I played hookie--again. This was spontaneous hookie; I planned last week's hoookie several days in advance. (And, technically, neither was true hookie; I used my vacation time.)
Anyhow, last night, my soil science teacher invited some of us to accompany his introductory horticulture class on a field trip to Filoli. I'd never been. This place isn't my style at all (in fact, it's rather antithetical to my style), but whatever. When you live in the Bay Area and people find out you garden, it's always, "Have you been to Filoli? Oh my god, Filoli's so beautiful!" Filoli, Filoli, Filoli!
It is beautiful--if you like the relentless, aggressive structure of the formal garden. Me, not so much.
It was good to see a few things I've heard about many times over the years, especially the Camperdown elms.

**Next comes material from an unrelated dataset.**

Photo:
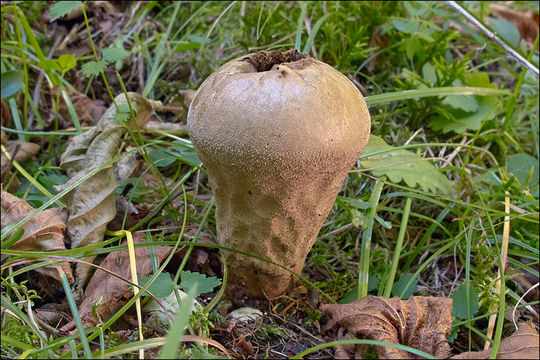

Sooo, wanna see some pictures?
The front door.
Plantings around the entry courtyard.
Tulips and muscari in the...portico?
They sell (mostly unspectacular) plants in a courtyard behind the house. But this is lovely.
Now we'll just wander around if that's okay.
Easter tulip scene...
Hydrangea petiolaris. For whatever reason, this plant is rarely used in California. (But it's widely available on a seasonal basis and I have two in my garden.)
Tulips and erysimum (wallflower); I really like wallflower. The Bay Area has at least two or three native wallfowers; I have a terrible time getting them to grow in my garden.
This is very groovy. A celtic knot in plants.
Hard to take a picture of.
It should be planted under an overlook, of which there are many at Filoli, so it can be better appreciated.
They have little ones too.
I want all of us to try growing one of these, okay?
I saved the best for last.
Ulmus glabra 'Camperdownii'. If you're a plant lover who's never seen one of these in bloom, it's worth going out of your way for.
Really, one of horticulture's greatest aesthetic achievements. Hard to enjoy it with all these people around.
The canopy weeps down to the ground.
Actually, it doesn't end here.
We have more tulips.
Now I have to find something good to end with.
Cedrus atlantica glauca.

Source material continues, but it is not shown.